Hyssop materializes, takes one breath over the bottle, and his mouth goes thinner. He doesn’t look at me; he looks past me. Cassandra’s bench is neat enough to be a crime scene. Her wrist glints cold where a ring shouldn’t be in lab. Two empty caps sit on her blotter, both clean, both the wrong color for 41A.
“Ms. Voss,” Hyssop says, level. “Bring me your sealer.”
She does it with that perfect posture that makes first-years think she’s honest. He sets our bottle next to hers, wipes both rims with fresh strips. Hers reads clean. Ours reads hot. He turns one cap in his palm, then holds up the bottle to the light. The neck thread has a tiny burr I would’ve missed. He wouldn’t.
“Cap swap,” he says. Not loud. Final. “Minus three sigils. Unsafe manipulation of materials. You’re on observation only for the rest of the block. Step back from the bench.”
Cassandra opens her mouth and closes it again. The shadows flanking her pretend to be air. Hyssop writes the deduction on his slate, signs, and hands a copy across without drama. Taya exhales. Laz’s camera clicks once, then goes away because we are not turning this into a show.

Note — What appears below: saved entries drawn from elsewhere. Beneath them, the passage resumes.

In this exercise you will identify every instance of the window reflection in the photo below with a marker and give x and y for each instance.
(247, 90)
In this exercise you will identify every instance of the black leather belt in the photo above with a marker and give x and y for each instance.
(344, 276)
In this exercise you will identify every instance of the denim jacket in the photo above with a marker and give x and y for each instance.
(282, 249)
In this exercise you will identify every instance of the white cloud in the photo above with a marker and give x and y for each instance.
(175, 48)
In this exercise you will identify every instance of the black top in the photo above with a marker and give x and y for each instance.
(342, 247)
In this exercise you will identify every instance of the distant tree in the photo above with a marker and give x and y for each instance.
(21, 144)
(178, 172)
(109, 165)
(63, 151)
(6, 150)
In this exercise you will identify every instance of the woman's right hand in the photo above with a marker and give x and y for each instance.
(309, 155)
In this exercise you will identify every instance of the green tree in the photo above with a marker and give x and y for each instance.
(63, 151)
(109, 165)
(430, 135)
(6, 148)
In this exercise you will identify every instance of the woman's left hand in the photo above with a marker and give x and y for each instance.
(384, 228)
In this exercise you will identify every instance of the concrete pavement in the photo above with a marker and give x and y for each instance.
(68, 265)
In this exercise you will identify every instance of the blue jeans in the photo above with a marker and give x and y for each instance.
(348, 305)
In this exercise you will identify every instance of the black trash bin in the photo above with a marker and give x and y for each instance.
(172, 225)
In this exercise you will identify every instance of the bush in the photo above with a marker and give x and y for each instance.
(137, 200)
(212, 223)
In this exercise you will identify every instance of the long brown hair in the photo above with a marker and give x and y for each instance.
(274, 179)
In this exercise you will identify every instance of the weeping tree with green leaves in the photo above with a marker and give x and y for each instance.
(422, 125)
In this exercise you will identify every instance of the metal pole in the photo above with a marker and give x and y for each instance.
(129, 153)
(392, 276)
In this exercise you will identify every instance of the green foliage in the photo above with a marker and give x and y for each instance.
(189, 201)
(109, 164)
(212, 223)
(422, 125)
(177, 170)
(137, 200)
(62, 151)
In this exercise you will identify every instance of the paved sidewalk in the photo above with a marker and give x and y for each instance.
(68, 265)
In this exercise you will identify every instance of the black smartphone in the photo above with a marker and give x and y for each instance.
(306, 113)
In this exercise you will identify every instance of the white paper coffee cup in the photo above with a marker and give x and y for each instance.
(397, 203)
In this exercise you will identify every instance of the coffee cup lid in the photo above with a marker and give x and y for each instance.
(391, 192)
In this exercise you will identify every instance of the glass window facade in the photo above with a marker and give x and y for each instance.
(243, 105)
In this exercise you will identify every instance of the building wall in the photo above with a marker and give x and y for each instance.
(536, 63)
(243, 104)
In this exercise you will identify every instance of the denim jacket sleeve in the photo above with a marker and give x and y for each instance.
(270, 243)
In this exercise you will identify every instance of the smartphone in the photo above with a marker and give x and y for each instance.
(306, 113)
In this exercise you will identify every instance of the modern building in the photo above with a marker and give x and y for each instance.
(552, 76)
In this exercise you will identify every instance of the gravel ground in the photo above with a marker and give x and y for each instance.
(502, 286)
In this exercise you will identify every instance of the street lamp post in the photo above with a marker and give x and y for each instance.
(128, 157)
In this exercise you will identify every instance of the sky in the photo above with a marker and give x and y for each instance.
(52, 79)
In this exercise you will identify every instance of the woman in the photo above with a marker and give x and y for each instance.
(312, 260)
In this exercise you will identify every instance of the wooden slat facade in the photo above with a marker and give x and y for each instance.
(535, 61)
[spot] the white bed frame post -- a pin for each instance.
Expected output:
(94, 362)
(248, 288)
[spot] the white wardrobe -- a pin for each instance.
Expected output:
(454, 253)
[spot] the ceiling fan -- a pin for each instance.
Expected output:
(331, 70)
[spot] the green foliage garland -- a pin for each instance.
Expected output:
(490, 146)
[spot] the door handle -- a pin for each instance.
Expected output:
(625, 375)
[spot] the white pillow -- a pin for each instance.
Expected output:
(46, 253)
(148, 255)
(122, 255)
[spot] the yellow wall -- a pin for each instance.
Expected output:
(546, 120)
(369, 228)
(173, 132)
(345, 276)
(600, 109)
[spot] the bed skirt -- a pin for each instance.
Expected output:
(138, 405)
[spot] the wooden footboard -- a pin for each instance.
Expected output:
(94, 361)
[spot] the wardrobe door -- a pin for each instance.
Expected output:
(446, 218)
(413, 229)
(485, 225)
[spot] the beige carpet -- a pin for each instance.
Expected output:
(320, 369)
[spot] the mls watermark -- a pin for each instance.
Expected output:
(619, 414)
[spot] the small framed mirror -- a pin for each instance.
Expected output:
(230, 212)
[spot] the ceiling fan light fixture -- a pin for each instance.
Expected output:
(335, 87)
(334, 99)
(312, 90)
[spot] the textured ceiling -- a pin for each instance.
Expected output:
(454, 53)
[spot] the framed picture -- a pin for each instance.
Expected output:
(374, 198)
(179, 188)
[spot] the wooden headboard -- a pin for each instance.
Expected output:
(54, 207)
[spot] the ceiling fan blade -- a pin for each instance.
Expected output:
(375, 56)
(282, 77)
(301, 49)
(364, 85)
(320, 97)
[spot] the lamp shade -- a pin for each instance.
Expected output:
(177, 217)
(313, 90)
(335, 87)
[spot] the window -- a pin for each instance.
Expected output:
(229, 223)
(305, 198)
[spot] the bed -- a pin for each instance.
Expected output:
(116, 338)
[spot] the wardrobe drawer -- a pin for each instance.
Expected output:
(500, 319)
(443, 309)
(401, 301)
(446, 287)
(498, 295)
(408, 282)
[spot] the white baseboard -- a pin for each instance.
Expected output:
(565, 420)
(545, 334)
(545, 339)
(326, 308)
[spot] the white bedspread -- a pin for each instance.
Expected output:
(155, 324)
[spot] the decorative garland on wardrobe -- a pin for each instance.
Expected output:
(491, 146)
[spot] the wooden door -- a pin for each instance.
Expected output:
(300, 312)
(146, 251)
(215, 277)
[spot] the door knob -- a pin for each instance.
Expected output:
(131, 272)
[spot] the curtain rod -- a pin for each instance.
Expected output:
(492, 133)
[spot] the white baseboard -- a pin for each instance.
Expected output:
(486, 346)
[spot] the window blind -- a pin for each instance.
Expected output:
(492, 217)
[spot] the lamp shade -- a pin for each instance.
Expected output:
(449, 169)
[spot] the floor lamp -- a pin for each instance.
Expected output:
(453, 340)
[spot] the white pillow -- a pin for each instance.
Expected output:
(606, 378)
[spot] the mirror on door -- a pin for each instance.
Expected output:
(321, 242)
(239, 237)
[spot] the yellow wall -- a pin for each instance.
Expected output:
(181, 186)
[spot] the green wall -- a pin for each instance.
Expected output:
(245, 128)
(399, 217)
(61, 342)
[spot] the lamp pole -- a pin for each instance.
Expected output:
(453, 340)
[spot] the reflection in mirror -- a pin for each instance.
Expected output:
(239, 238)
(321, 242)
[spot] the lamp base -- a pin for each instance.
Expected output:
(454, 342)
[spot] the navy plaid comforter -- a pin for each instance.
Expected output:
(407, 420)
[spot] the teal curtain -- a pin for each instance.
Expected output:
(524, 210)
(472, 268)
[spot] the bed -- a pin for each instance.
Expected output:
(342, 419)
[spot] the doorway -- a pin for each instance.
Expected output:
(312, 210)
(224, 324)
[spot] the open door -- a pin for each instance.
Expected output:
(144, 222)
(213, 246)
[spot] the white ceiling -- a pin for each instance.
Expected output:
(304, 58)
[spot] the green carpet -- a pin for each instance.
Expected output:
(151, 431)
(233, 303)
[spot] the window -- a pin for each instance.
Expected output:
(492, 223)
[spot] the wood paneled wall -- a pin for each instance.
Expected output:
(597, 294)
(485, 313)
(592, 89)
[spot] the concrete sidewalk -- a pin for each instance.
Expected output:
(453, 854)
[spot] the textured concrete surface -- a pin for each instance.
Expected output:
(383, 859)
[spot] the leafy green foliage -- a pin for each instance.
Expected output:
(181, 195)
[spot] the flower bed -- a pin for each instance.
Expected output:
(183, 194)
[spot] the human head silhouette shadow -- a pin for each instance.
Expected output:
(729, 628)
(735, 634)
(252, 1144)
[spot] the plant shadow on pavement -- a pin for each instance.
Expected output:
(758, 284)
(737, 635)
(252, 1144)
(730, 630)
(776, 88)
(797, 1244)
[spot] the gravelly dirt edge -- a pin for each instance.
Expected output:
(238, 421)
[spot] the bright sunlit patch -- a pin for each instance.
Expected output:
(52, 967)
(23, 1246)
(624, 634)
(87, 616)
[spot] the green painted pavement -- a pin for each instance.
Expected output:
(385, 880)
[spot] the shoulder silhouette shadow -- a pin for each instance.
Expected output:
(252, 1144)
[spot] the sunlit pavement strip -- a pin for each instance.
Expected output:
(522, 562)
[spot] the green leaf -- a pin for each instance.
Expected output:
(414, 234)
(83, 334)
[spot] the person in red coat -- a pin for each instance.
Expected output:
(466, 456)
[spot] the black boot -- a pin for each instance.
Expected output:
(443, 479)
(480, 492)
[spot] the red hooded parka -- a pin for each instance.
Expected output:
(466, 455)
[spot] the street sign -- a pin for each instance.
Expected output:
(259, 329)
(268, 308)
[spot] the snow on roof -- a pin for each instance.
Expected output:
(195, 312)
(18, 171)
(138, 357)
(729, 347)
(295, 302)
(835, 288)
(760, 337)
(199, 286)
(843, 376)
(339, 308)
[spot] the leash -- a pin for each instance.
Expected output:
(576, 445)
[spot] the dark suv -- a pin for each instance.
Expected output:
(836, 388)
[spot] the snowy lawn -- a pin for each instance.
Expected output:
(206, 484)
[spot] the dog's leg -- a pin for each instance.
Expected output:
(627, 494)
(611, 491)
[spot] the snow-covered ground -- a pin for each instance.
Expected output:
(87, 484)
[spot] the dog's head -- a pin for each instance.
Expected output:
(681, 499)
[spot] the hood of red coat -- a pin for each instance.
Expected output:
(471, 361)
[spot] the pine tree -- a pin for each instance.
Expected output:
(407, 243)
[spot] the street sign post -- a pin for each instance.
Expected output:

Hyssop replaces both caps himself and sets a fresh 41B on our tray. “Proceed,” he tells us. I anchor my left hand, send a thin line of heat into the lattice, and seat the plate. No wave. No scorch. Boring, perfect. I can live here.
Out in the hall, my hands remember how to tremble. I let them for five steps, then put the breath where it goes. Two short. One long. The shakes decide they aren’t invited.
Caelum finds us on the way to the stairs, taps a ward tab onto my notebook spine. “For hall noise,” he says, and doesn’t add the other thing, the thing his eyes say anyway: proud.
“Bless you,” I answer. He hums once—low, even—and the corridor shrinks back to human size.
Friday is the arena.
The floor smells like resin and old effort. Ronan stands at the front of the cohort with a staff in his hands and that even gaze that makes people behave. Gossip hums in the bleachers; I don’t feed it.
“Quick brief,” he says. “Technique, control, adaptation. If you need a show, go to Theater Arts.” A few people smile because he stole Rell’s line on purpose. “Stations. Rotate on the bell.”
He doesn’t say halt or codes or any of the words that make me feel like a lab rat. He doesn’t have to. We know the work.
Station one: footwork and balance. I keep my shoulders down, elbows where they belong, weight over feet. Maela lands across from me once; we trade clean contacts and break when the drill wants us to. No extra. No petty. She looks relieved I didn’t set her on fire for fun. Growth.
Station two: weapons. The school blade is balanced for median hands, not mine. I adjust. The point does what points do if you don’t boss them. The form drill is ten strokes, then reverse, then breathe. I do not embellish. It is so boring I could weep.
Station three: heat control. Floor sensor reads green to amber. I sit in green. I keep it there. The meter wants the flares. I do not give it flares. Basic. Embarrassingly adult. I like it.
Someone threads a thin frost line over station three. It hits Caelum’s ward and dies on the floor.
Ronan doesn’t let it slide. He turns, tracks the source, and pins Cassandra in the bleachers—the ring on her finger still fog-cold.
“Voss,” he says, voice flat. “Out.”
She blinks like she misheard. He doesn’t repeat himself. “You’re done here today. Try that once more—anywhere, on anyone—and I will see you removed from this Academy.”
Silence drops hard. Two assistants move; she stands, cheeks high with heat, and walks. The door closes.